Mini-PCIe Mechanical Specification

Gateworks SBCs adhere to the PCI Express Mini Card standard which uses a 52-pin edge connector. The majority of boards support full size cards which are 30mm x 50.95mm in size and 1.0mm thick. The Newport GW6903 supports half size cards which are 30mm x 26.8mm and 1.0mm thick. See the boards individual manuals for which type of signaling (PCIe, USB, SIM) is supported for each specific connector.

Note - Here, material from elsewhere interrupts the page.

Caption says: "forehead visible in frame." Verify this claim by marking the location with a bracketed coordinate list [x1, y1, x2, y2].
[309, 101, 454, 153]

The below mechanical drawing is for the standard Mini-PCIe connector used on the Ventana/Newport/Venice boards. Note that other heights are available as special order (100 piece MOQ). Contact sales for available options. http://trac.gateworks.com/raw-attachment/wiki/minipciexpressmodules/minipcieconn.png

Mini-PCIe Screws

The hold down screws for the Mini-PCIe cards are pre-loaded into the standoffs on the board. If you need additional screws they can be purchased at McMaster? Carr.